I have experienced the energy of the divine as a lavish darkness. Isn’t that strange? Lightness is often associated with these types of things, yet in my own personal experience, the energy seems to be a lavish, glittering darkness.
There’s an idea I’ve always had about death. I had been meaning to make it into a poem, and maybe soon I will. But for now, this is how I think about it;
Imagine you are standing in a room in your home with someone you love. And that person walks away into another room, and you can no longer see them.
But you carry on existing in your room, never once feeling alone, never once feeling that they are gone, because you live with the knowing that they are just in the other room.
I ask myself, is that any different to death?
Then I close my eyes, rest my head on my pillow and think
She’s in the other room.
She’s in the other room.
The most remarkable thing is, the part that I was dreading the most was giving birth to a baby who had already passed away. And yet, that turned out to be the part that I loved most of all. I often think back to it, and if I could, I would go through it all over again. And again. And again.
After having a baby, I think many women would be glad to see their body slowly shrinking back down to how it was before pregnancy.
But for me, it makes me sad to see these changes. I miss feeling her within me, because that’s all I ever really had of her.
I miss being her home.
I wake up in the morning and watch the sunrise. I miss Mia. I wish she could see the sunrise, but maybe she sees things that are far more beautiful now anyway.

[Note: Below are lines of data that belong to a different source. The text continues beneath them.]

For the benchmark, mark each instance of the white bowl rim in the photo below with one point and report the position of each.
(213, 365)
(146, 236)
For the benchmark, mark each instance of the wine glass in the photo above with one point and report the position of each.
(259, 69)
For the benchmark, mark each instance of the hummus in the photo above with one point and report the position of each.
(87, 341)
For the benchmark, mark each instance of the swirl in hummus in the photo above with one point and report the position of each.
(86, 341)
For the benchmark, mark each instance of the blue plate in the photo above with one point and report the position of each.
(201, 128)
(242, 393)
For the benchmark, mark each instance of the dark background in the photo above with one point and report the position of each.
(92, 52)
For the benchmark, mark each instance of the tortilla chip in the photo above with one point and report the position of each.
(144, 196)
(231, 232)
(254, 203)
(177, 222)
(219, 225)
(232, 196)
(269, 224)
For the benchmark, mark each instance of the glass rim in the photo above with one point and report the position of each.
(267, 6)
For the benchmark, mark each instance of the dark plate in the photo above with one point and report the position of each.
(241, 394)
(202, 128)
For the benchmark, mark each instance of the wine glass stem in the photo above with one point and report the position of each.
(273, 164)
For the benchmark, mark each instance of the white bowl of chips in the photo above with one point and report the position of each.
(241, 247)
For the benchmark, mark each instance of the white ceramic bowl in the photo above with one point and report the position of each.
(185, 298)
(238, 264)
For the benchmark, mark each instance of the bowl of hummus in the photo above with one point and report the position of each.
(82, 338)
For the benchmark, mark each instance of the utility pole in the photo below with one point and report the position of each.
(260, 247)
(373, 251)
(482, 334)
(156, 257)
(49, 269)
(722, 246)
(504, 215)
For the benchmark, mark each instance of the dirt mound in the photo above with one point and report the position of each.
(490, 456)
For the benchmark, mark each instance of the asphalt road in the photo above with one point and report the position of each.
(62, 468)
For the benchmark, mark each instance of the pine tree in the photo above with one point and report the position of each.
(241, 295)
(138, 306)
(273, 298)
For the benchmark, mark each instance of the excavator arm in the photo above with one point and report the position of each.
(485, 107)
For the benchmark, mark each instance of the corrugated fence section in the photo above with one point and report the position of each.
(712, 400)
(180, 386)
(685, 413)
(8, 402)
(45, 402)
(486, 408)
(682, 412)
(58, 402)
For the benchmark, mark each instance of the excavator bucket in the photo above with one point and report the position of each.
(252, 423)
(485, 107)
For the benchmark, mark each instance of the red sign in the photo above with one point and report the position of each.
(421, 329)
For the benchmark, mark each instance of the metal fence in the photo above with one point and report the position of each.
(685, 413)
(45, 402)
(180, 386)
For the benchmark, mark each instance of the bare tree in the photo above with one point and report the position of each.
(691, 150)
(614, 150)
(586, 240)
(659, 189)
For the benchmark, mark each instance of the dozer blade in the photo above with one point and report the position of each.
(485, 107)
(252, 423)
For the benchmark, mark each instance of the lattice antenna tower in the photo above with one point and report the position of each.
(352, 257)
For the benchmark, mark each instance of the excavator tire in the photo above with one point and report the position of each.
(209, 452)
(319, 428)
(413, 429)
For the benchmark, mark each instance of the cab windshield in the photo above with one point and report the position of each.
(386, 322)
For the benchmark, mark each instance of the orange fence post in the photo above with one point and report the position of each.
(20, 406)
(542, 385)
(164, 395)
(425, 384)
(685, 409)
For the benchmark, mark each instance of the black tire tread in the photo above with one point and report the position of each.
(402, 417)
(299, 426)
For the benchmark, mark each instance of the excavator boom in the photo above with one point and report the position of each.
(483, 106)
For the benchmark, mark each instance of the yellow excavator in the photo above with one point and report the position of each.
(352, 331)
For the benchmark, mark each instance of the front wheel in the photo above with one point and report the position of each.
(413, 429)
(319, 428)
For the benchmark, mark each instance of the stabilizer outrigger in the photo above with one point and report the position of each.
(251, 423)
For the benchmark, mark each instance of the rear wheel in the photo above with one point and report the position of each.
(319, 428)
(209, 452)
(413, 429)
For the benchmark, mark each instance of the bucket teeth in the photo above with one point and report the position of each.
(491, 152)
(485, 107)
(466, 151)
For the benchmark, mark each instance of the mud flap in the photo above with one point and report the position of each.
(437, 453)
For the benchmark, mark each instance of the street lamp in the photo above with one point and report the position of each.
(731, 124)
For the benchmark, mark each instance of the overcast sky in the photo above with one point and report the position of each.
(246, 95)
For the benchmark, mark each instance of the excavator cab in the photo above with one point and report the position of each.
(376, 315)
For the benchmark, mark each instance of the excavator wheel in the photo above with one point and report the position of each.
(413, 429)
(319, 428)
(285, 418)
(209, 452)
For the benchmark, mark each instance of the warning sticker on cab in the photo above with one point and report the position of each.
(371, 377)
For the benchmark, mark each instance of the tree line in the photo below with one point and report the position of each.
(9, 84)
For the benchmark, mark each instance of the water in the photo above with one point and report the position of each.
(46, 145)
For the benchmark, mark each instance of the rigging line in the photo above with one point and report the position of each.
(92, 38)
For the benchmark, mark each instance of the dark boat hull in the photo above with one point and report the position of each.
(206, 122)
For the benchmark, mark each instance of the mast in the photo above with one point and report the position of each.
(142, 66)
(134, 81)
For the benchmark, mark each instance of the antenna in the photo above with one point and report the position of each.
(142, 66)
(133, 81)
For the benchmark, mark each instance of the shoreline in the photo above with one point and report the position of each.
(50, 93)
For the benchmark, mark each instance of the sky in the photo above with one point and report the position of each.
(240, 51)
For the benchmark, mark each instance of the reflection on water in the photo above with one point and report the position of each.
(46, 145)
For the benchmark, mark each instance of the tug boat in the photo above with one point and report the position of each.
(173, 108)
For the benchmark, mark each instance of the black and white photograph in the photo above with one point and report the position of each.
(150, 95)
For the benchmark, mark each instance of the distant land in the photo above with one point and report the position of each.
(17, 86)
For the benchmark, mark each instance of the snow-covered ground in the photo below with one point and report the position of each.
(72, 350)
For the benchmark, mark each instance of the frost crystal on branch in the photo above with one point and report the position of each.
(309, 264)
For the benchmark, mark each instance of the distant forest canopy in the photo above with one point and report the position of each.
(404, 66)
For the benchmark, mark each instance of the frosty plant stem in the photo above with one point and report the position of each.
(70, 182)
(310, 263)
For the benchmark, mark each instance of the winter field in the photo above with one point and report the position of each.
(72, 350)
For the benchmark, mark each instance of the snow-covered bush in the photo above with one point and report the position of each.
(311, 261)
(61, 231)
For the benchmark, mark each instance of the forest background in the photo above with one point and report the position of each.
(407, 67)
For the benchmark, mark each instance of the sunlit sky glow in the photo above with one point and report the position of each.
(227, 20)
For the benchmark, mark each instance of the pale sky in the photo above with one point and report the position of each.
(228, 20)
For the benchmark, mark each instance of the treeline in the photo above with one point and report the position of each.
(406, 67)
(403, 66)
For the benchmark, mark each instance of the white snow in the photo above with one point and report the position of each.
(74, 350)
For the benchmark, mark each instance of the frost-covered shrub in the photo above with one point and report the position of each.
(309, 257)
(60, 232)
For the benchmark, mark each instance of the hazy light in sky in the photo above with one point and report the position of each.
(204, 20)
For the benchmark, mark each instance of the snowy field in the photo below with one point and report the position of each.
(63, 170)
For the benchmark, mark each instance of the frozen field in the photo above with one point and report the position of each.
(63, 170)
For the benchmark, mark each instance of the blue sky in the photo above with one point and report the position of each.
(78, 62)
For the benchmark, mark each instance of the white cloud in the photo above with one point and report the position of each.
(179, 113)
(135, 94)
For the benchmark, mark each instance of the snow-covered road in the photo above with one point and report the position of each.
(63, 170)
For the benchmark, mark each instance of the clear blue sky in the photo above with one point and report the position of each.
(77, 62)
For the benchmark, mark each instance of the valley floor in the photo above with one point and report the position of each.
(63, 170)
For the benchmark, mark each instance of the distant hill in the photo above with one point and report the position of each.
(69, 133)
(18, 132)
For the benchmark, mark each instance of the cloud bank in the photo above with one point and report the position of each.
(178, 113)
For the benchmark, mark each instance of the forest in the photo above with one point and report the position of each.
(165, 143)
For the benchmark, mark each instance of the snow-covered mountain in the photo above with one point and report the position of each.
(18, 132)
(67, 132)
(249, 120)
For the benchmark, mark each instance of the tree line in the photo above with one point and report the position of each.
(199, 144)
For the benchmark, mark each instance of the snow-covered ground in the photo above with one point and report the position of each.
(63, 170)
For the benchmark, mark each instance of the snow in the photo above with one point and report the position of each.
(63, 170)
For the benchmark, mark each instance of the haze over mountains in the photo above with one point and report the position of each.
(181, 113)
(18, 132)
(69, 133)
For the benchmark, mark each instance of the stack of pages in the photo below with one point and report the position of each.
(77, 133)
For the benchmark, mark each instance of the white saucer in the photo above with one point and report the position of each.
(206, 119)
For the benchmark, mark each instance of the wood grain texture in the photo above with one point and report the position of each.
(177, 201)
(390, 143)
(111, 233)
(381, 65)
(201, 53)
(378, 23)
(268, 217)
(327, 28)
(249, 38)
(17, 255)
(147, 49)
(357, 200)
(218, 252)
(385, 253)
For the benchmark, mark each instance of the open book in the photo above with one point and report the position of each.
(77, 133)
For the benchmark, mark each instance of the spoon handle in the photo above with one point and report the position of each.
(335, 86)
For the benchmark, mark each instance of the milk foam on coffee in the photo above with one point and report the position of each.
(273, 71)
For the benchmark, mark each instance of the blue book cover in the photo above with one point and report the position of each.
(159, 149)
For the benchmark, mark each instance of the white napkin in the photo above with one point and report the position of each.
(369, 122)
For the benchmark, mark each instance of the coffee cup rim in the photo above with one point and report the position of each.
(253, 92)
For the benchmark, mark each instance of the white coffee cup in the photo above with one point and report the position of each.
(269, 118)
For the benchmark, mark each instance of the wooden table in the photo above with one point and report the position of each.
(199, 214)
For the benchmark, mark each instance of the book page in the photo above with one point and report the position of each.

I am a mother. A mother with no child to hold. With empty arms that ache.
My body is still wondering where our baby went. My breasts producing milk for a baby that I cannot nourish. I wish it would just get the picture. But I guess that on a physical level, it is a process too. To accept that our baby is gone. So I’ll wait till it catches up.
Now I am left with a lot of unknowns.
I don’t know if my body can make living babies or if they will all be angels.
And pregnancy is frightening for me now.
I find that when I have a conversation with someone about pregnancy and newborn babies, not necessarily my own, I noticed that I have to specify whether they are “living babies or angel babies.”
I think this distinction would only enter into the mind of a mother of loss.
(Or maybe a high risk obstetrician)
I catch myself saying something like “Oh a friend of a friend just had a living baby. She looks so happy and the baby is just so adorable I can’t even.”
Maybe it’s because now I really know that a living baby is not always the outcome of pregnancy.
There are angels too.
We have our 6 week postpartum appointment next week, where we will get the results from the autopsy and my blood work. We need to find out what went wrong so that maybe with the right treatment, it won’t happen again.
I hope that we will have another child soon.
A child who will have the most special angel sister.
Because I’m starting to see that even if I go on to have 1000 babies, there will always be one missing.
Sometimes my hands, they don’t feel like my own,
I need someone to love,
I need someone to hold
– Red dust, by James Vincent McMorrow
Well, it seems my blog has become a diary for my delicate thoughts and reflections.
But I can’t see it being any other way, for now.
Thank you for holding this space for me to walk this path I never thought I would have to.